Downend born Tony Phillips started at Chester Park Junior School in Fishponds as a newly qualified teacher in 1985 after graduating with a teaching degree from the old Bristol Polytechnic.
He was promoted to deputy head and, in 2006, was appointed headteacher, a role in which he has remained in ever since.
Mr Phillips, 57, is affectionately known by pupils for his colourful ties which have become somewhat of a trademark.
"I started taking an interest in the ties I wore because children used to like it if I wore different kinds of ties," he said.
"It grew to the point that when children left the school they would give me a tie. My collection grew and we even began to use them as a resource for maths.
"When I had been at the school for 25 years I went to a celebration assembly and unbeknown to me each of the children were wearing one of my ties. I now have enough ties to wear a different one every day of the year! I've got a chest with eight drawers just for my ties!"
The school held numerous celebrations to mark Mr Phillips' retirement including a tea party with pupils and parents and a gathering of friends, governors and current and ex-colleagues.
He was also presented with an unusual 24-hour one-hand watch, pen and glass ornament, a copy of the striking inuksuk statue in Chester Park's playground.
During a special assembly on the Thursday before the end of term, children and staff surprised him by making and wearing cardboard ties in the primary colours of each year group.
Mr Phillips will look back at his time at the school with fond memories, particularly as he met his wife Hilary there.
He said: "Hilary was a teacher at the infant school next door and due to building work her class had to be put into the juniors so that's how we met and got to know each other. The rest is history!"
According to Mr Phillips, who has two step-children, Jenny, 39, and Sally, 37, and four grandchildren aged 10, eight, two and seven-months, his career hasn't all been plain sailing.
"The most challenging thing has been the issues around the new build and the difficulties of getting it sorted as well as trying to teach and run a school. The changes in expectations of inspections has also been quite challenging as well as the changing education climate.
"The thing that remains the most constant is that children are children and they stay the same no matter what happens. I will miss them because I think the children of Fishponds are really rather special, which is why I've stayed here for so long.
"I will also miss the fact that we have such a fantastic team.

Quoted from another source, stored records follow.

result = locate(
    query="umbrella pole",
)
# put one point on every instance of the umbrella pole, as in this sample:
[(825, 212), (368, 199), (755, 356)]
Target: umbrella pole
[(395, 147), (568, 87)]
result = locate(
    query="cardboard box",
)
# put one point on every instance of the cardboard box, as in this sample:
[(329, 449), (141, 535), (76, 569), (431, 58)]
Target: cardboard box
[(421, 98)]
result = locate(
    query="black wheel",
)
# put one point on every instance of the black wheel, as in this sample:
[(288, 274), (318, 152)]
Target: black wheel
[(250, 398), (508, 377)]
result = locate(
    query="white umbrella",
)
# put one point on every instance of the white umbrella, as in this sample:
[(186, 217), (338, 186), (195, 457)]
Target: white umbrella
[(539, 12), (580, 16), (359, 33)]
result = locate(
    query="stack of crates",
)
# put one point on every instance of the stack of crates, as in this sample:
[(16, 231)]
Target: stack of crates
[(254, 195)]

All the people I work with are really brilliant and I'm sure that will carry on after I'm gone."
Mr Phillips has spent the lead up to his retirement reminiscing about his career.

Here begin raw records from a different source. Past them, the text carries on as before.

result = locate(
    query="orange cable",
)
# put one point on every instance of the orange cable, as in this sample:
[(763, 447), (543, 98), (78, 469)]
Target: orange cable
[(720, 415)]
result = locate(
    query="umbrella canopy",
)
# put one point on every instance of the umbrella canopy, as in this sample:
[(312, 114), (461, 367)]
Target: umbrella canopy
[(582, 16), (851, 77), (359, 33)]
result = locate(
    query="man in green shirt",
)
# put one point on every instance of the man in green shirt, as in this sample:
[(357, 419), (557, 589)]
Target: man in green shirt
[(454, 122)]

"The diversity of the population in the school has been the thing which has changed the most over the 31 years," he said.

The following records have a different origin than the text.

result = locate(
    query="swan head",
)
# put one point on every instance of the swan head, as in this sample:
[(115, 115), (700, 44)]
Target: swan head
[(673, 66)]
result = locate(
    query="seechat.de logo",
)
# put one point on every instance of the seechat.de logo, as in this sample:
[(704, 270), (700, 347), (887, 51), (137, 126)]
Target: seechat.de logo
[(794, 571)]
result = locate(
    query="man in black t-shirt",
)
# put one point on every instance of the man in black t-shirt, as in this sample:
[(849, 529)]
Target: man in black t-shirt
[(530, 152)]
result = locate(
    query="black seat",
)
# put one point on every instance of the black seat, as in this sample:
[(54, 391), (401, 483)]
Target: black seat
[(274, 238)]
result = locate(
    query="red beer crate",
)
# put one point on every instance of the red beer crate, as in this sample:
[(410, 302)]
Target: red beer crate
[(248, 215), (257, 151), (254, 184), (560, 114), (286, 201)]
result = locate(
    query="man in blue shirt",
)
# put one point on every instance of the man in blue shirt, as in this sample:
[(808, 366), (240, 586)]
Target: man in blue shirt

"It's been a complete joy to have so many different children from so many different backgrounds. That's helped to really enrich the school because it's the diversity of cultures which allows us to have such an interesting and exciting place for children to learn."
Mr Phillips has remained faithful to the area he was born and bred in.
"I now live about 100 yards from where I was born in Downend and about 50 yards from where I grew up - so I haven't moved very far in all those years!" he said.
Mr Phillips' spare time will now be taken up with art as his passion is painting, travelling and spending more time with grandchildren.
"Hilary and I will be looking after our grandchildren and taking them to their school in the mornings - the difference will be I won't be staying there all day!"